Eita dias corridos...No meio da correria teve Caetano (adoro ele mas o show nem tanto), Festival do Rio ( Nebraska vale a pena ver e rever), Documentário sobre Helenita e Circo Marcos Frota. Maaaaaas nem tudo são flores e no meio da correria também tiveram professores massacrados,bombas e muito gás lacrimogênio!O que para mim foi assustador, ver a que ponto nossa sociedade chegou. Não bastam as péssimas condições de trabalho, o salário ridículo que ficou ainda mais ridículo com o corte no ponto dos grevistas, agora apanhar e levar gás na cara? E ainda ver a mídia colocando o povo contra as manifestações, contras os professores. É triste assistir a tudo isso. Dá vontade de realmente quebrar tudo. E os Black Bloc ainda saem como vilões da história. Contudo, basta parar um pouquinho para pensar que os vilões estão lá em suas casas na zona sul, desfrutando do dinheiro da população enquanto nós temos que enfrentar um transporte público de merda, a falta de educação do povo, a falta de estrutura da cidade, os hospitais sucateados e por aí vai...Enquanto tudo isso acontece vejo as pessoas se alienando cada vez mais, aceitando tudo que vem da mídia como verdade, assistindo a programação imbecializante da nossa TV.

Ok. Essa é a parte triste mas também tem coisa boa! Essa nova faculdade está mexendo demais comigo. Um novo viés para olhar para si e para o mundo, mais filosófico, poético, cultural e psicológico. Fico pensando por que passei 4 anos na Educação Física, um curso em que podia contar nos dedos as matérias que de fato me interessavam. Acredito que nada é por acaso e tudo é como tem que ser, então se foi assim, que bom! Esse tempo serviu para eu amadurecer e para eu conhecer o yoga e ir a fundo nessa prática! Prática que eu não consigo mais tirar de mim, que é um caminho sem volta. E aí cruzo diretamente com Helenita, no sentido figurado é claro!Heheheheh!Depois de algumas horinhas de engarrafamento consigo chegar. A princípio, olhei os primeiros movimentos e falei “Isso é yoga”. Logo em seguida uma participante do filme fala sobre Shiva Nataraja, E depois Mantra. E Depois chackra. E depois prana.

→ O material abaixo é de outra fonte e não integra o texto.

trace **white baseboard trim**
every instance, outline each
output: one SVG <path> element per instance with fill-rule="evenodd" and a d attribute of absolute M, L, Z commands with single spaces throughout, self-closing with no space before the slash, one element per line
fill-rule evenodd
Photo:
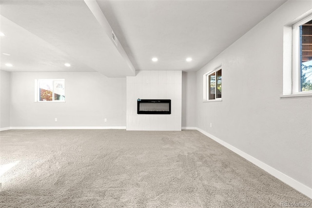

E aí eu tenho ceteza: isso é yoga! Helenita acreditava nas mesmas coisas que eu! Ah, que felicidade!HihiHIhiHihih!Claro que ela trouxe para a gente muito mais do que isso: eram os conceitos do yoga, de energia, espiritualidade, emoções, tudo aplicado a dança, ao movimento. Que coisa mais linda! A partir daí a dança passa a ser para todos, assim como o yoga, pois passa a ser algo do interior para o exterior, algo que busca uma conexão com o universo e não algo simplesmente mecânico e estético. Conclui que estou no lugar certo e que Helenita é diva!